Mortgage lender Guaranteed Rate Inc. has agreed to pay a $15 million fine to resolve allegations it failed to properly and adequately underwrite federally backed loans, the Department of Justice announced.
DOJ said Guaranteed Rate “knowingly failed to comply with material program rules that require lenders to maintain quality control programs to prevent and correct underwriting deficiencies, self-report any materially deficient loans that they identify, and ensure that the underwriting process is free from conflicts of interest.”
Guaranteed Rate said in a statement that the company “worked with the DOJ to identify some mistakes and made the necessary improvements to our operations.”
“Guaranteed Rate is committed to doing the right thing and serving the needs of our customers,” the company said. “We come from a good place. We always have. Mortgage lending is a complicated and highly regulated business, and government lending guidelines are especially complex. In this matter, the DOJ helped us identify some issues that had already been corrected or were immediately corrected once identified. At no time did any audit review highlight any of these issues previously. We never intentionally violated any guidelines, that’s just not who we are.”

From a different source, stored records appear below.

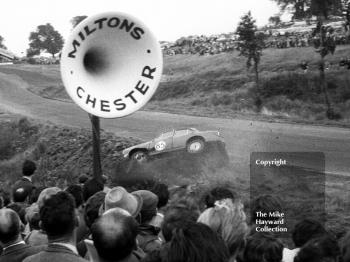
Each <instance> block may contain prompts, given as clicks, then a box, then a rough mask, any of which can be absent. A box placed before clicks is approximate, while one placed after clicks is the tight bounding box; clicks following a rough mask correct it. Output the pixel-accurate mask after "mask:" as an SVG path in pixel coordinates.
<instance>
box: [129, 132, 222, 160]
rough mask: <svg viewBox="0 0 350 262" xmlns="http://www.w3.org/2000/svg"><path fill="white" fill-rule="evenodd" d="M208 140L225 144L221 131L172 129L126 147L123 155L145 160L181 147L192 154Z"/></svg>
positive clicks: (203, 149)
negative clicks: (142, 141)
mask: <svg viewBox="0 0 350 262" xmlns="http://www.w3.org/2000/svg"><path fill="white" fill-rule="evenodd" d="M208 142H219V143H222V144H224V139H223V137H222V136H221V135H220V132H219V131H199V130H197V129H195V128H188V129H181V130H172V131H170V132H166V133H163V134H161V135H160V136H159V137H157V138H155V139H153V140H151V141H148V142H145V143H142V144H138V145H135V146H132V147H129V148H126V149H124V150H123V155H124V157H125V158H129V159H134V160H136V161H138V162H143V161H146V160H147V159H148V158H149V156H152V155H157V154H162V153H165V152H171V151H175V150H181V149H186V151H187V152H188V153H190V154H195V153H200V152H202V151H203V150H204V148H205V146H206V143H208Z"/></svg>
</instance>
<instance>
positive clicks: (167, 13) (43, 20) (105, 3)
mask: <svg viewBox="0 0 350 262" xmlns="http://www.w3.org/2000/svg"><path fill="white" fill-rule="evenodd" d="M1 10H2V12H1V15H0V35H1V36H2V37H4V39H5V41H4V44H5V46H7V48H8V49H9V50H10V51H12V52H13V53H15V54H17V55H20V56H22V55H25V54H26V49H27V48H28V43H29V41H28V37H29V34H30V32H31V31H35V30H36V28H37V26H38V25H41V24H46V23H50V24H51V25H53V27H54V28H55V29H56V30H58V31H59V32H60V33H61V35H62V36H63V38H64V39H66V38H67V37H68V36H69V34H70V31H71V29H72V24H71V22H70V20H71V19H72V17H74V16H78V15H87V16H89V15H94V14H98V13H101V12H106V11H120V12H124V13H128V14H130V15H133V16H135V17H137V18H139V19H140V20H141V21H143V22H144V23H145V24H146V25H147V26H148V27H149V28H150V29H151V31H153V33H154V34H155V36H156V37H157V39H158V40H164V41H174V40H176V39H178V38H180V37H182V36H189V35H202V34H204V35H211V34H218V33H228V32H234V31H235V29H236V27H237V24H238V22H239V20H240V18H241V17H242V15H244V14H245V13H247V12H248V11H251V12H252V15H253V17H254V18H255V19H256V21H257V24H258V26H263V25H265V24H266V23H267V21H268V19H269V17H271V16H272V15H274V14H277V13H278V12H279V8H278V6H277V5H276V4H275V2H273V1H271V0H210V1H209V0H148V1H145V0H94V1H91V0H69V1H68V0H60V1H56V0H55V1H53V0H4V1H3V3H1Z"/></svg>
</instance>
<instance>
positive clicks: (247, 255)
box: [243, 233, 283, 262]
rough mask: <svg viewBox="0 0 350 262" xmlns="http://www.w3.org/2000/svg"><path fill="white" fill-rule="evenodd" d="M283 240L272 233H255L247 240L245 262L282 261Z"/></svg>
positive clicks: (245, 255) (264, 261) (244, 258)
mask: <svg viewBox="0 0 350 262" xmlns="http://www.w3.org/2000/svg"><path fill="white" fill-rule="evenodd" d="M282 253H283V244H282V242H281V241H280V240H279V239H277V238H274V237H273V235H271V234H265V233H264V234H263V233H255V234H254V235H252V236H250V237H249V238H248V240H247V244H246V248H245V250H244V253H243V261H244V262H262V261H264V262H281V261H282Z"/></svg>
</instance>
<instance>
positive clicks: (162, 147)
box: [154, 141, 166, 151]
mask: <svg viewBox="0 0 350 262" xmlns="http://www.w3.org/2000/svg"><path fill="white" fill-rule="evenodd" d="M165 147H166V143H165V142H164V141H159V142H158V143H157V144H156V145H155V146H154V148H155V149H156V150H157V151H162V150H164V149H165Z"/></svg>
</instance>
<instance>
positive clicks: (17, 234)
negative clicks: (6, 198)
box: [0, 208, 44, 262]
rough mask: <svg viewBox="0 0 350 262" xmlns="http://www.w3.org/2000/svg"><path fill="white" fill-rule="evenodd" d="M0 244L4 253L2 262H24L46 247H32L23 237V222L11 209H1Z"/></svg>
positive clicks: (0, 214) (2, 257)
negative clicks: (31, 246)
mask: <svg viewBox="0 0 350 262" xmlns="http://www.w3.org/2000/svg"><path fill="white" fill-rule="evenodd" d="M0 244H1V246H2V248H3V253H2V255H1V256H0V262H22V261H23V259H25V258H26V257H28V256H31V255H34V254H36V253H38V252H40V251H41V250H43V248H44V247H31V246H29V245H27V244H25V243H24V241H23V240H22V237H21V222H20V219H19V216H18V215H17V213H16V212H14V211H13V210H11V209H8V208H3V209H0Z"/></svg>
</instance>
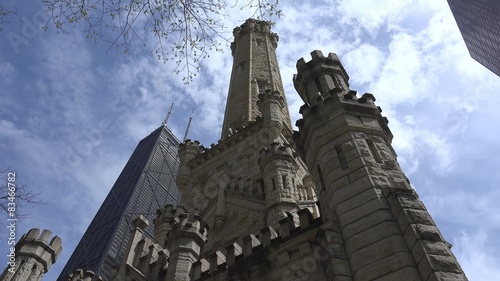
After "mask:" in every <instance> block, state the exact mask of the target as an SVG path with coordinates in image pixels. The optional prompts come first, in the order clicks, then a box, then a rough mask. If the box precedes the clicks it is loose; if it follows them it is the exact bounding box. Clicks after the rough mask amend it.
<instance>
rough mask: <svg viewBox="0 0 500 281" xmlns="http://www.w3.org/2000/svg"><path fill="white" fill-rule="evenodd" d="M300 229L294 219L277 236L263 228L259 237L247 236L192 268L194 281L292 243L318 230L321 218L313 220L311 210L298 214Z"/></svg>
mask: <svg viewBox="0 0 500 281" xmlns="http://www.w3.org/2000/svg"><path fill="white" fill-rule="evenodd" d="M297 215H298V217H299V225H297V226H296V225H295V224H294V221H293V219H292V215H291V214H288V216H287V217H285V218H283V219H281V220H280V221H279V226H278V229H277V230H278V232H277V231H276V230H275V229H274V228H272V227H269V226H268V227H264V228H262V229H261V230H260V232H259V233H258V234H256V235H254V234H248V235H245V236H243V237H240V238H239V239H237V241H235V242H232V243H230V244H228V245H227V246H226V247H225V248H219V249H218V250H216V251H214V252H213V253H211V254H209V255H207V256H206V258H201V259H199V260H198V261H196V262H195V263H194V264H193V280H203V279H205V278H207V277H210V276H213V275H216V274H218V273H220V272H223V271H225V270H227V269H228V268H229V267H231V266H232V265H234V264H236V263H239V262H244V260H246V259H247V258H248V260H250V258H249V257H250V256H252V255H254V254H258V253H260V252H262V251H264V250H266V249H269V248H272V247H279V246H280V245H282V244H283V243H284V242H286V241H288V240H289V239H291V238H293V237H295V236H299V235H300V234H301V233H303V232H304V231H307V230H309V229H311V228H312V227H315V226H318V225H319V224H320V223H321V218H316V219H315V218H314V217H313V215H312V214H311V212H310V211H309V209H302V210H299V211H298V212H297Z"/></svg>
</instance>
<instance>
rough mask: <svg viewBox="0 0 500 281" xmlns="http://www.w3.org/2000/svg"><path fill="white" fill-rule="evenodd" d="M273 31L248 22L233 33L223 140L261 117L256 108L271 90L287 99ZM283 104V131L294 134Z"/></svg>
mask: <svg viewBox="0 0 500 281" xmlns="http://www.w3.org/2000/svg"><path fill="white" fill-rule="evenodd" d="M270 28H271V22H268V21H260V20H255V19H248V20H247V21H245V23H244V24H242V25H241V26H239V27H236V28H235V29H234V31H233V35H234V42H233V43H232V44H231V51H232V55H233V57H234V60H233V68H232V71H231V81H230V84H229V93H228V97H227V103H226V111H225V115H224V123H223V125H222V136H221V138H222V139H224V138H226V137H227V136H228V135H230V134H231V133H230V132H234V131H235V130H239V129H240V128H241V127H243V126H246V125H248V123H250V122H252V121H255V120H256V118H257V117H260V116H261V115H262V114H261V112H260V110H259V108H258V106H257V101H258V96H259V94H262V93H265V92H266V91H268V90H270V91H272V92H278V93H280V95H282V96H283V98H285V94H284V90H283V83H282V81H281V75H280V72H279V67H278V59H277V56H276V48H277V46H278V35H277V34H276V33H273V32H271V31H270ZM284 104H285V106H284V107H283V108H282V109H281V115H282V116H283V122H284V127H286V128H288V129H289V130H291V128H292V125H291V122H290V114H289V113H288V107H287V105H286V99H285V103H284Z"/></svg>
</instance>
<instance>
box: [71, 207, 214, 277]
mask: <svg viewBox="0 0 500 281" xmlns="http://www.w3.org/2000/svg"><path fill="white" fill-rule="evenodd" d="M147 225H149V222H148V221H147V220H146V219H145V218H144V217H142V216H140V217H138V218H136V219H135V220H134V221H133V222H132V226H133V227H134V230H133V231H132V233H131V239H130V240H129V244H128V248H127V252H126V253H127V256H126V257H125V258H124V259H123V261H122V263H121V264H120V265H119V267H117V268H116V269H115V272H114V273H113V277H112V278H111V280H112V281H132V280H155V281H167V280H168V281H169V280H191V279H190V274H191V267H192V265H193V263H194V262H195V261H197V260H198V259H199V254H200V251H201V249H202V248H203V245H204V244H205V242H206V240H207V233H208V227H207V224H206V223H205V222H204V221H203V220H202V219H201V217H199V216H198V215H190V214H189V213H186V210H185V209H184V208H182V207H181V206H179V207H177V209H174V208H173V207H172V205H167V206H165V208H163V209H161V210H158V212H157V219H156V220H155V239H154V240H151V239H150V238H147V237H144V233H143V230H144V229H145V228H146V226H147ZM160 236H164V237H160ZM158 242H160V243H158ZM71 281H72V280H71ZM92 281H94V280H93V279H92Z"/></svg>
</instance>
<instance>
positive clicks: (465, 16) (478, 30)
mask: <svg viewBox="0 0 500 281" xmlns="http://www.w3.org/2000/svg"><path fill="white" fill-rule="evenodd" d="M448 4H449V5H450V8H451V12H452V13H453V16H454V17H455V20H456V21H457V25H458V28H459V29H460V32H461V33H462V37H463V38H464V41H465V44H466V45H467V48H468V49H469V53H470V55H471V56H472V58H474V59H475V60H477V61H478V62H479V63H481V64H482V65H484V66H485V67H486V68H488V69H489V70H491V71H492V72H493V73H495V74H496V75H498V76H500V1H499V0H448Z"/></svg>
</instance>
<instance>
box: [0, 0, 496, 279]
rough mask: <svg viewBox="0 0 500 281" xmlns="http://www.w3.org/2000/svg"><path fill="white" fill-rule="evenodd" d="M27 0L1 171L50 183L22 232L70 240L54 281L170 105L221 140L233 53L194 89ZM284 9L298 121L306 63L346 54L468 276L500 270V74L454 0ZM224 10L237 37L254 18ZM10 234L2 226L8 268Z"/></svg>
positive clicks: (3, 147)
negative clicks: (472, 36)
mask: <svg viewBox="0 0 500 281" xmlns="http://www.w3.org/2000/svg"><path fill="white" fill-rule="evenodd" d="M283 2H285V1H283ZM8 4H10V5H11V4H12V1H11V2H8ZM18 5H19V6H18V11H19V14H20V15H21V17H22V18H23V19H24V22H22V23H20V22H19V21H18V20H17V18H10V23H6V24H4V26H3V27H4V30H3V31H2V32H0V100H1V102H0V167H2V168H5V167H10V170H12V171H15V172H16V174H17V180H18V182H19V183H24V184H26V185H28V186H29V187H30V188H31V189H33V190H36V191H41V194H40V196H39V198H40V199H41V200H42V201H45V202H46V203H45V204H42V205H38V206H34V207H28V208H26V209H24V210H23V212H25V213H29V214H30V217H29V218H26V219H24V220H22V221H19V222H18V229H17V232H18V236H19V237H20V236H21V235H22V233H24V232H26V231H28V230H29V229H30V228H32V227H37V228H40V229H50V230H52V231H53V233H54V234H56V235H58V236H59V237H61V239H62V241H63V247H64V250H63V252H62V254H61V256H60V258H59V260H58V261H57V263H56V264H55V265H54V266H53V267H52V268H51V270H50V272H49V273H48V274H47V275H46V276H45V277H44V279H43V280H54V279H55V278H56V277H57V275H58V274H59V272H60V271H61V269H62V267H63V266H64V264H65V263H66V261H67V259H68V258H69V256H70V255H71V253H72V251H73V249H74V247H75V246H76V244H77V243H78V241H79V239H80V238H81V236H82V234H83V232H84V231H85V229H86V228H87V226H88V224H89V223H90V220H91V219H92V217H93V216H94V214H95V213H96V211H97V209H98V208H99V206H100V204H101V203H102V201H103V200H104V197H105V196H106V194H107V193H108V191H109V190H110V188H111V186H112V185H113V183H114V181H115V180H116V178H117V177H118V174H119V173H120V171H121V169H122V168H123V167H124V165H125V163H126V161H127V159H128V157H129V156H130V155H131V153H132V151H133V150H134V148H135V146H136V145H137V143H138V142H139V140H140V139H142V138H143V137H145V136H146V135H148V134H149V133H150V132H151V131H152V130H154V129H155V128H156V127H158V126H159V125H160V124H161V122H162V120H163V118H164V116H165V114H166V112H167V110H168V108H169V106H170V104H171V103H172V102H175V106H174V110H173V113H172V117H171V118H170V121H169V126H170V128H171V129H172V131H173V132H174V133H175V134H176V135H177V136H178V137H179V138H181V137H182V136H183V134H184V130H185V128H186V125H187V122H188V119H189V114H190V112H191V109H192V108H193V107H194V108H195V114H194V120H193V124H192V126H191V130H190V133H189V135H188V137H189V138H191V139H198V140H200V141H201V142H202V143H203V144H204V145H205V146H208V145H210V144H211V143H216V142H217V140H218V138H219V136H220V130H221V125H222V118H223V112H224V108H225V98H226V95H227V89H228V85H229V77H230V68H231V64H232V58H231V54H230V52H229V46H226V44H225V43H223V48H224V49H225V51H224V52H223V53H213V54H211V56H210V58H208V59H206V60H205V61H203V62H202V65H201V71H200V73H199V74H198V76H197V78H195V80H194V81H192V82H191V83H190V84H189V85H184V84H183V82H182V80H181V78H182V75H181V76H179V75H175V74H173V73H172V71H173V68H174V67H173V65H171V64H164V63H163V62H161V61H159V60H157V59H156V57H155V55H154V53H152V52H150V51H148V49H147V48H143V47H140V46H138V47H136V48H134V49H132V50H131V52H130V53H129V54H124V53H123V50H120V49H119V50H114V51H112V52H111V53H110V52H106V50H107V49H108V48H109V45H107V44H106V43H102V42H97V43H95V42H93V41H92V40H88V39H86V38H85V36H83V35H82V33H81V32H80V31H78V30H70V33H69V34H56V33H55V32H54V31H53V30H51V29H49V31H47V32H43V31H42V30H41V29H40V28H39V25H38V24H37V18H38V17H41V16H43V13H41V8H40V7H39V6H37V5H31V6H30V5H29V4H26V3H24V5H27V6H26V7H25V6H23V3H19V4H18ZM281 8H282V10H283V13H284V16H283V17H282V18H281V19H279V20H277V22H276V26H275V27H274V28H273V30H274V32H277V33H278V35H279V36H280V41H279V44H278V50H277V54H278V59H279V63H280V68H281V75H282V78H283V81H284V86H285V91H286V95H287V99H288V103H289V107H290V113H291V115H292V120H293V121H292V122H293V123H294V122H295V120H297V119H298V118H300V116H299V114H298V111H299V107H300V106H301V105H302V101H301V100H300V98H299V96H298V94H297V93H296V92H295V90H294V88H293V85H292V82H291V81H292V80H291V79H292V75H293V74H294V73H295V72H296V70H295V63H296V61H297V60H298V59H299V58H301V57H304V58H305V59H306V60H309V58H310V55H309V53H310V52H311V51H312V50H314V49H318V50H322V51H323V53H324V54H327V53H329V52H334V53H337V54H338V56H339V57H340V59H341V61H342V63H343V64H344V66H345V68H346V70H347V72H348V73H349V76H350V78H351V79H350V83H351V89H353V90H357V91H358V92H359V93H360V94H362V93H364V92H370V93H373V94H374V95H375V97H376V98H377V102H376V103H377V104H378V105H379V106H381V107H382V109H383V114H384V115H385V116H387V118H388V119H389V126H390V128H391V130H392V132H393V133H394V141H393V146H394V148H395V150H396V152H397V153H398V160H399V162H400V164H401V165H402V167H403V169H404V171H405V172H406V174H407V176H408V178H409V179H410V181H411V182H412V185H413V187H414V188H415V189H416V190H417V192H418V194H419V195H420V198H421V200H422V201H423V202H424V203H425V205H426V206H427V208H428V209H429V211H430V213H431V214H432V216H433V218H434V220H435V221H436V223H437V225H438V227H439V228H440V229H441V231H442V232H443V235H444V237H445V239H446V240H448V241H449V242H450V243H452V244H453V245H454V246H453V249H452V250H453V252H454V253H455V255H456V256H457V258H458V260H459V261H460V263H461V265H462V267H463V268H464V270H465V272H466V274H467V275H468V277H469V279H470V280H471V281H479V280H494V279H495V278H498V276H500V254H499V253H500V243H499V242H498V237H500V207H499V206H500V205H499V204H498V202H500V189H499V188H498V185H499V182H500V173H498V168H499V167H500V157H498V155H500V147H499V145H498V144H499V143H500V134H499V129H498V124H497V121H498V119H499V118H500V110H498V104H500V95H498V93H499V92H500V78H499V77H498V76H495V75H494V74H493V73H491V72H489V71H488V70H487V69H485V68H484V67H482V66H481V65H480V64H479V63H477V62H475V61H474V60H472V59H471V58H470V57H469V55H468V51H467V49H466V47H465V44H464V43H463V40H462V38H461V36H460V33H459V31H458V28H457V27H456V23H455V22H454V19H453V17H452V15H451V12H450V10H449V7H448V6H447V3H446V1H444V0H442V1H431V2H429V1H423V0H412V1H410V0H409V1H398V0H382V1H381V0H359V1H347V0H344V1H341V0H337V1H314V5H312V4H308V3H302V1H286V3H282V6H281ZM227 13H228V16H227V17H226V18H225V19H224V22H225V26H226V27H227V32H228V37H230V34H231V31H232V28H233V27H235V26H237V25H240V24H241V23H242V22H243V21H244V20H245V19H246V18H248V17H249V16H250V15H251V13H250V12H249V11H240V10H238V9H233V10H230V11H228V12H227ZM142 36H144V38H145V39H146V40H150V35H148V34H142ZM12 38H16V39H18V40H17V41H13V39H12ZM13 42H14V43H13ZM6 235H7V232H6V230H5V229H2V230H1V232H0V253H1V255H0V261H1V265H2V266H1V268H4V267H5V261H6V257H5V255H6V253H7V244H6V243H7V242H6V241H7V238H6ZM1 241H4V242H1ZM4 253H5V255H4Z"/></svg>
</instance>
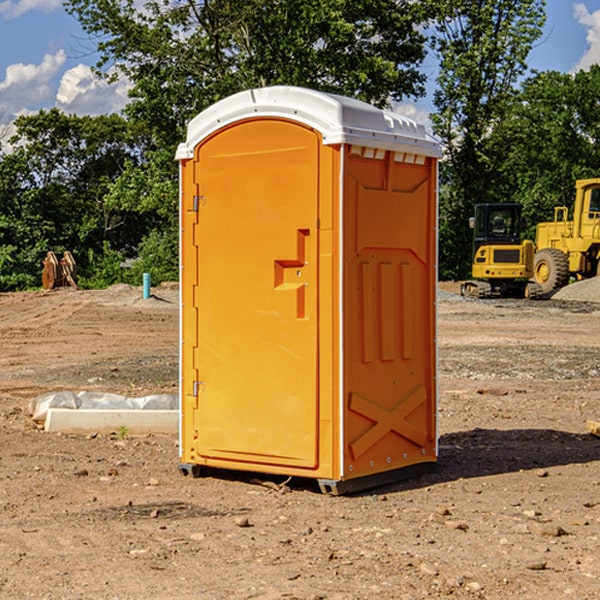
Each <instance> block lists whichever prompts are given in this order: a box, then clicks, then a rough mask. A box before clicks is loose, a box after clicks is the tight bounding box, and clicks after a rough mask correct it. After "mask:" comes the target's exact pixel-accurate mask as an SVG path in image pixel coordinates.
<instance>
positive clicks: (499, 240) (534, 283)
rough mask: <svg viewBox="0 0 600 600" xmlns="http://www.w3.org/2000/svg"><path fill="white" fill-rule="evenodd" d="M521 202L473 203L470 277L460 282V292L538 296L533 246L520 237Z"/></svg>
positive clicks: (538, 291) (464, 294) (486, 294)
mask: <svg viewBox="0 0 600 600" xmlns="http://www.w3.org/2000/svg"><path fill="white" fill-rule="evenodd" d="M521 209H522V207H521V205H520V204H509V203H496V204H492V203H487V204H477V205H475V216H474V217H471V219H470V223H469V224H470V226H471V227H472V229H473V265H472V269H471V275H472V278H473V279H471V280H468V281H465V282H464V283H463V284H462V285H461V295H463V296H469V297H473V298H492V297H505V298H506V297H509V298H537V297H539V296H541V295H542V288H541V286H540V285H539V284H538V283H536V282H534V281H530V279H532V277H533V274H534V253H535V246H534V243H533V242H532V241H531V240H521V230H522V227H523V221H522V218H521Z"/></svg>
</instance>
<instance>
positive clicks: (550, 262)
mask: <svg viewBox="0 0 600 600" xmlns="http://www.w3.org/2000/svg"><path fill="white" fill-rule="evenodd" d="M575 190H576V194H575V204H574V206H573V219H572V220H570V221H569V220H568V214H569V211H568V208H567V207H566V206H557V207H555V208H554V221H551V222H548V223H538V225H537V227H536V236H535V238H536V239H535V245H536V254H535V259H534V280H535V281H536V282H537V283H538V284H539V286H540V287H541V290H542V293H543V294H548V293H550V292H552V291H553V290H556V289H558V288H561V287H563V286H565V285H567V283H569V280H570V279H571V277H573V278H575V279H587V278H589V277H595V276H596V275H598V274H599V273H600V178H596V179H580V180H578V181H576V182H575Z"/></svg>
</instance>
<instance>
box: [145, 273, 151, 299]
mask: <svg viewBox="0 0 600 600" xmlns="http://www.w3.org/2000/svg"><path fill="white" fill-rule="evenodd" d="M148 298H150V273H144V300H147V299H148Z"/></svg>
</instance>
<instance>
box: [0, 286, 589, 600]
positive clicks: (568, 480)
mask: <svg viewBox="0 0 600 600" xmlns="http://www.w3.org/2000/svg"><path fill="white" fill-rule="evenodd" d="M443 287H444V289H445V290H446V292H448V291H456V286H443ZM153 291H154V293H155V297H153V298H150V299H147V300H143V299H142V298H141V288H131V287H128V286H115V287H114V288H110V289H109V290H106V291H94V292H92V291H74V290H56V291H53V292H46V293H43V292H31V293H17V294H0V342H1V344H2V353H1V354H0V598H3V599H4V598H9V599H13V598H14V599H22V598H38V599H42V598H45V599H79V598H81V599H83V598H85V599H86V600H87V599H88V598H94V599H114V600H116V599H142V598H143V599H145V600H149V599H161V600H163V599H170V598H173V599H180V600H191V599H218V600H220V599H229V598H233V599H238V598H244V599H249V598H258V599H263V600H266V599H294V598H296V599H306V600H308V599H311V600H316V599H328V600H332V599H338V600H352V599H357V600H358V599H367V598H369V599H370V598H377V599H411V600H412V599H419V598H425V597H428V598H444V597H453V598H489V599H505V598H509V597H513V598H520V599H537V598H543V599H544V600H559V599H560V600H563V599H571V598H572V599H578V600H587V599H590V600H591V599H595V598H600V470H599V467H600V438H598V437H594V436H593V435H591V434H590V433H588V432H587V430H586V420H587V419H592V420H600V401H599V400H598V398H599V394H600V304H595V303H590V302H576V301H561V300H556V299H552V300H546V301H536V302H527V301H520V300H514V301H499V300H498V301H497V300H491V301H490V300H487V301H477V300H465V299H462V298H460V297H459V296H456V295H453V294H450V293H444V294H442V295H441V298H440V301H439V303H438V305H439V337H438V340H439V367H440V376H439V385H440V400H439V416H438V422H439V433H440V458H439V463H438V466H437V469H436V470H435V471H434V472H432V473H430V474H427V475H425V476H422V477H420V478H418V479H414V480H411V481H406V482H402V483H398V484H394V485H388V486H386V487H384V488H380V489H376V490H372V491H369V492H368V493H363V494H359V495H354V496H344V497H333V496H326V495H322V494H321V493H319V492H318V490H317V488H316V486H314V487H313V486H311V485H309V484H307V482H306V481H301V482H300V481H299V482H296V481H294V480H292V481H290V482H289V484H288V487H287V488H286V487H284V488H282V489H281V490H280V491H278V490H276V489H275V488H276V487H277V486H276V485H273V486H272V487H269V486H267V485H258V484H256V483H253V482H252V480H251V479H250V478H249V477H248V476H244V475H243V474H239V473H238V474H236V473H231V474H228V475H227V476H225V475H223V476H222V477H212V476H211V477H204V478H199V479H193V478H190V477H182V475H181V474H180V473H179V472H178V470H177V462H178V450H177V436H176V435H173V436H159V435H154V436H144V437H133V436H128V435H126V436H125V437H124V438H123V436H122V435H116V434H115V435H80V436H74V435H65V434H63V435H61V434H50V433H46V432H44V431H42V430H40V429H39V428H38V427H36V426H35V424H34V423H33V422H32V420H31V418H30V416H29V415H28V412H27V407H28V404H29V402H30V400H31V399H32V398H35V397H36V396H38V395H39V394H41V393H44V392H48V391H57V390H65V389H66V390H76V391H80V390H90V391H105V392H117V393H121V394H125V395H129V396H143V395H146V394H150V393H159V392H166V393H176V391H177V379H178V366H177V364H178V358H177V351H178V302H177V290H176V289H173V287H168V286H167V287H161V288H157V289H156V290H153ZM598 297H599V298H600V295H599V296H598ZM265 479H268V478H265ZM271 479H272V482H273V483H274V484H279V483H281V480H282V478H280V479H279V480H276V478H271ZM282 492H286V493H282Z"/></svg>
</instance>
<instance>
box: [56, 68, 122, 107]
mask: <svg viewBox="0 0 600 600" xmlns="http://www.w3.org/2000/svg"><path fill="white" fill-rule="evenodd" d="M129 88H130V86H129V84H128V83H127V82H126V81H123V80H121V81H118V82H116V83H113V84H109V83H107V82H106V81H104V80H102V79H100V78H99V77H96V76H95V75H94V73H93V72H92V70H91V69H90V67H88V66H86V65H81V64H80V65H77V66H76V67H73V68H72V69H69V70H68V71H65V73H64V74H63V76H62V78H61V80H60V85H59V88H58V93H57V94H56V106H57V107H58V108H60V109H61V110H62V111H63V112H65V113H68V114H73V113H74V114H78V115H101V114H108V113H113V112H119V111H120V110H121V109H122V108H123V107H124V106H125V104H127V100H128V98H127V92H128V90H129Z"/></svg>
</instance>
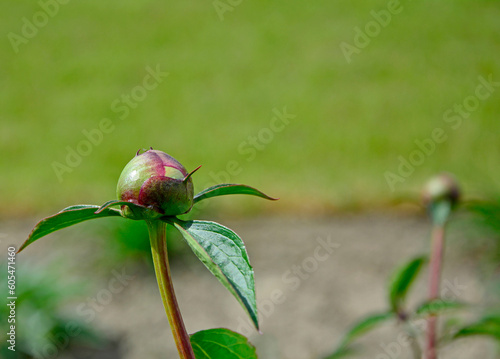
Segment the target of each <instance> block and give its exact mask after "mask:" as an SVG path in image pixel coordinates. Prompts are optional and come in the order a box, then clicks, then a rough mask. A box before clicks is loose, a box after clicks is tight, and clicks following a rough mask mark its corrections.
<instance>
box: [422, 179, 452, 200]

The allegations center around activities dating back to 2008 and have since been resolved, DOJ said in a news release.
DOJ said the company admitted to not adhering to self-reporting requirements, that its FHA underwriters improperly received commissions and gifts, and that there were instances in which its government underwriters were instructed not to review documents that were relevant to the underwriting decision.
Chicago-based Guaranteed Rate also acknowledged that it certified and the government insured and guaranteed loans that were not eligible for FHA mortgage insurance or VA loan guarantees and that HUD and VA would not otherwise have insured or guaranteed the loans.
“Lenders participating in mortgage programs backed by taxpayers must follow rules designed to protect both program integrity and homeowners,” U.S. Attorney Grant C. Jaquith for the Northern District of New York said. “Today’s settlement holds Guaranteed Rate accountable for its past violations and reflects that it has strengthened its internal controls to ensure future compliance with Federal Housing Administration and Department of Veterans Affairs requirements.”
Guaranteed Rate made it clear in its statement that the company disagreed with DOJ’s approach to the case.
“The statement from the DOJ feels dangerous to us. We have always operated with a customer-first approach, and a commitment to doing the right thing by adhering to all guidelines and regulations. We believe most of our peers in the industry do the same. Scenarios just like these have driven many lenders away from operating in this space, leaving the rest of us operating from a position of fear. This results in fewer options for customers, not more.
“Our relationship with HUD has always been positive, but we want to build a stronger relationship with their team, as we want to be an even better partner. We’re grateful for the cooperative process we engaged in together to resolve this matter.”